Even though United have been a failing enterprise on the pitch for the past 10 years, they remain a Grade “A” sports brand, and sponsors continue to want to pay fortunes to be associated with them. United are the biggest house on the most prestigious road in town and, when they come available, somebody will pay whatever it takes to buy them.
The self-styled world’s biggest football club, the opportunity to make massive money on the back of it, the prospect of the glory that comes with winning Premier Leagues and Champions Leagues — and a rebuilding job on and off the pitch that could cost half a billion pounds.
However, if you have the funds to buy United, the cost of the tweaks that will be needed to bring everything up to scratch may not be too much of an issue.
The first job will be to restore Old Trafford to its previous position as the Premier League’s best stadium. The roof on the main stand leaks when it rains, a perfect metaphor for the state of the stadium after 17 years of Glazer neglect. It will cost at least £200m to upgrade the facilities and probably more if new owners have more ambitious plans than the Glazers, who have watched on as other clubs have improved their grounds or moved to new stadiums.
A new training ground, or modernised one, will also set any new owners back to the tune of millions.
And there will also be a hefty bill when it comes to making manager Erik ten Hag’s squad deep enough and good enough to compete for the titles that United once won with unerring regularity.
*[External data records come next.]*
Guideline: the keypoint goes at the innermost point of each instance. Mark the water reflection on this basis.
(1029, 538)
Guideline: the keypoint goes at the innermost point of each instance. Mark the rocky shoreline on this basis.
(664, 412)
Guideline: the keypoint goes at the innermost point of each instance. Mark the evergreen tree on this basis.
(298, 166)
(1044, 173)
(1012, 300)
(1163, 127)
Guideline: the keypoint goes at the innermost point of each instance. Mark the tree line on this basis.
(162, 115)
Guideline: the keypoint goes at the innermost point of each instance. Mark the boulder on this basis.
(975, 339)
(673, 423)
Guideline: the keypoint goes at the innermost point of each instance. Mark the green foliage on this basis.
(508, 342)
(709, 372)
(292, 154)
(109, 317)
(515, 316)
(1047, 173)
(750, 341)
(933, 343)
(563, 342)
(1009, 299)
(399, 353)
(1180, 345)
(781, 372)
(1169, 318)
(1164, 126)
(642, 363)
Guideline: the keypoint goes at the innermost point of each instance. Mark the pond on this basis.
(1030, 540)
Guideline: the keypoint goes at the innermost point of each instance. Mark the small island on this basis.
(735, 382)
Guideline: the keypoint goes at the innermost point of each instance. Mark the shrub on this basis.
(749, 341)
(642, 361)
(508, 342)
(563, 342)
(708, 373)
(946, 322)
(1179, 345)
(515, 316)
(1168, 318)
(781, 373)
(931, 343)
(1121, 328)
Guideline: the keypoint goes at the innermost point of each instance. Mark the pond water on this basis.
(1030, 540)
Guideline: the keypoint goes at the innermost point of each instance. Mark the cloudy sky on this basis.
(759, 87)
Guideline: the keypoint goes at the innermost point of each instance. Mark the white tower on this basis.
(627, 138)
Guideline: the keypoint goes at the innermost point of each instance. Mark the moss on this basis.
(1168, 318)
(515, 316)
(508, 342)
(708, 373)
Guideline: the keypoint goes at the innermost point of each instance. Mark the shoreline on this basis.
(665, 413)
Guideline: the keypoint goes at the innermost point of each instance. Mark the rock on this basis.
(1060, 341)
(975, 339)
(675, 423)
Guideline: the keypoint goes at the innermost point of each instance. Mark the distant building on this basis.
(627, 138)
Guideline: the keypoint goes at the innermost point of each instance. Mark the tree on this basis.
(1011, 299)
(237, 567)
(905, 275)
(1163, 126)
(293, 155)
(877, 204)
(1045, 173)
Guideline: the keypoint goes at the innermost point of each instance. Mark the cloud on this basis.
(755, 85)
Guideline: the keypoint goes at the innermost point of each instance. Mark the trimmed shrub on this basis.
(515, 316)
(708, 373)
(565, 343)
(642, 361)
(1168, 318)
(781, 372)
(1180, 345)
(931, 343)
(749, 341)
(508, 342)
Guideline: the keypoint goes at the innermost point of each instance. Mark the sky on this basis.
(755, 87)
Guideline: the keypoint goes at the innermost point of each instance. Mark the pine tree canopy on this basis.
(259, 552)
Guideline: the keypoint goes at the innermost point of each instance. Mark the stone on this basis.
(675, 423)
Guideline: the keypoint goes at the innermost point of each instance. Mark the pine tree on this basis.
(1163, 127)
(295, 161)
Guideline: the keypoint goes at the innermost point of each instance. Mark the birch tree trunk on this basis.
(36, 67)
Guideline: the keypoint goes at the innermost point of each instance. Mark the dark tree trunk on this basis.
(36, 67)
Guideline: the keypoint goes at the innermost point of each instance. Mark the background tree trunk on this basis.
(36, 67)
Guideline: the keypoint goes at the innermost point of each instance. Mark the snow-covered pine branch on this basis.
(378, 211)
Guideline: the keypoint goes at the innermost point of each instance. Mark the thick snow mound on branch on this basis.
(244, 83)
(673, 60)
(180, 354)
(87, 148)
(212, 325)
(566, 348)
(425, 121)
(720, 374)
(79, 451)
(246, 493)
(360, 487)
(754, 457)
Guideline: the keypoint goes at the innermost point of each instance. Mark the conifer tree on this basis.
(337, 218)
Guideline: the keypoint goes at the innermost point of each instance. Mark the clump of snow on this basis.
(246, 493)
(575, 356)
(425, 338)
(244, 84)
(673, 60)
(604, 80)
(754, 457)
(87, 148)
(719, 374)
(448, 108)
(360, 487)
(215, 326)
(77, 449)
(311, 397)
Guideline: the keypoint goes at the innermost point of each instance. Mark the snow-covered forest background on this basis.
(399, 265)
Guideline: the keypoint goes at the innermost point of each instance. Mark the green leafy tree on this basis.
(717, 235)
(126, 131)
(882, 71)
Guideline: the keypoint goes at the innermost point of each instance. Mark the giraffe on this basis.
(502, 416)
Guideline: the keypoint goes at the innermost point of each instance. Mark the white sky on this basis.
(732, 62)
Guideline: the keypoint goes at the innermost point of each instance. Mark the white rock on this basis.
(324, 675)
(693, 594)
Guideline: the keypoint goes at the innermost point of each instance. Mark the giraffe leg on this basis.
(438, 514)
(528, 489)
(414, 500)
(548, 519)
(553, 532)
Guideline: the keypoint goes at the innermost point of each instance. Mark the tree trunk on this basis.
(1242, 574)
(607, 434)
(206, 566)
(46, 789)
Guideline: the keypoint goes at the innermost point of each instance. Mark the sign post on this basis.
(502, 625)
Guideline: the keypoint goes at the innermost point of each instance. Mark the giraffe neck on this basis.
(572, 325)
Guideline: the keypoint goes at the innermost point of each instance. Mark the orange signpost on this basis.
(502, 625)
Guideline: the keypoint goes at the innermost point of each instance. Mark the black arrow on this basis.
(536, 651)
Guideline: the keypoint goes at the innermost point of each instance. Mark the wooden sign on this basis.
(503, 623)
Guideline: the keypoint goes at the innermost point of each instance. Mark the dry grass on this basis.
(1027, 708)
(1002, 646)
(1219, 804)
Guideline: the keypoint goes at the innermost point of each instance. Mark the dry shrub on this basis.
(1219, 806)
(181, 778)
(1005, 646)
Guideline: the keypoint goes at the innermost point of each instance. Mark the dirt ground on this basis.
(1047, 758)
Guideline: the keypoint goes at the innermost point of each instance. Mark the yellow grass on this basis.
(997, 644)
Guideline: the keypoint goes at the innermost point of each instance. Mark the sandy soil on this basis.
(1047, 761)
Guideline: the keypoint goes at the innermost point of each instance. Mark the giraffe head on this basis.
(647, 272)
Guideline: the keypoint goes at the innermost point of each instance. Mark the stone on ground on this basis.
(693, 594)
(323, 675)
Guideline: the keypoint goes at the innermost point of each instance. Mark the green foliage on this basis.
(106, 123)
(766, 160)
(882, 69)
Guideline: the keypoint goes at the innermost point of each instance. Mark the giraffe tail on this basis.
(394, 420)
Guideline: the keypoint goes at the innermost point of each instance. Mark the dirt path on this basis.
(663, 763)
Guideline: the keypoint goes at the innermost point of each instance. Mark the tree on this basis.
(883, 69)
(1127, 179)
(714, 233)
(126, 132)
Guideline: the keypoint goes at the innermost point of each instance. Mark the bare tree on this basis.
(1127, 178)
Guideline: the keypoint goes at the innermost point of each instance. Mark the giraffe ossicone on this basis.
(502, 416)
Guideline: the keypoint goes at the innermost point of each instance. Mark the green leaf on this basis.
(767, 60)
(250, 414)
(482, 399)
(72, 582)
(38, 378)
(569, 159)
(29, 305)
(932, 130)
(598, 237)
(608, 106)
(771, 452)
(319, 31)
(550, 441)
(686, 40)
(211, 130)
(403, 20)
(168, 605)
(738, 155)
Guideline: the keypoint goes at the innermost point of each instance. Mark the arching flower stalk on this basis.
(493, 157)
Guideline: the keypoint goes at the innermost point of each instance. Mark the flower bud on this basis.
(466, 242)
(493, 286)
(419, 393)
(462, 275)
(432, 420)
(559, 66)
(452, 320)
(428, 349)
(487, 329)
So while owning United will bring prestige to any new owner, it won’t be without initial problems and the need to spend plenty more than the acquisition fee.
The field of potential new owners in the Premier League has diminished quite starkly in recent months.
Russian oligarchs are out, due to the sanctions imposed by western governments as a result of Russia’s invasion of Ukraine, while the wave of Chinese investment into major European clubs has ground to a halt since the pandemic and limitations from its government.
Sovereign wealth funds, such as those behind Manchester City, Paris Saint-Germain and Newcastle, cannot own more than one club in the same competition (Premier League or Champions League), so that will impact the list.
But as the sale process for Chelsea showed, there is no shortage of wealthy individuals and groups in the United States, and that is the likeliest place from where the next United owners will emerge.
Britain’s richest man, Jim Ratcliffe, has already gone public with his interest in buying United, but he said earlier this season that the Glazers had made it clear they didn’t want to sell.
With a personal fortune in excess of £5bn, the boyhood United fan, who failed in a bid to buy Chelsea this year, is seen as the supporters’ choice. But Ratcliffe, who owns French team Nice, could be outbid by wealthier rivals.
Another major bidder for Chelsea was the Ricketts family, which owns the Chicago Cubs. It partnered with Ken Griffin, the majority shareholder in hedge fund group Citadel, whose personal wealth is reported to be in excess of £20bn.
Ares Managements, a Los Angeles-based investment company, has recently stated its ambition to add a European football club to its portfolio.
In 2021, 15 clubs in Europe’s big five leagues — England, Spain, Germany, France and Italy — were either taken over or invested in and two-thirds of those involved were American individuals or groups.
So while an incredibly wealthy individual or sovereign wealth fund could yet emerge as a buyer for United, potentially from India, Dubai or the oil-rich former Soviet republics of Kazakhstan and Azerbaijan, the smart money is on United’s American owners being bought out by another American group.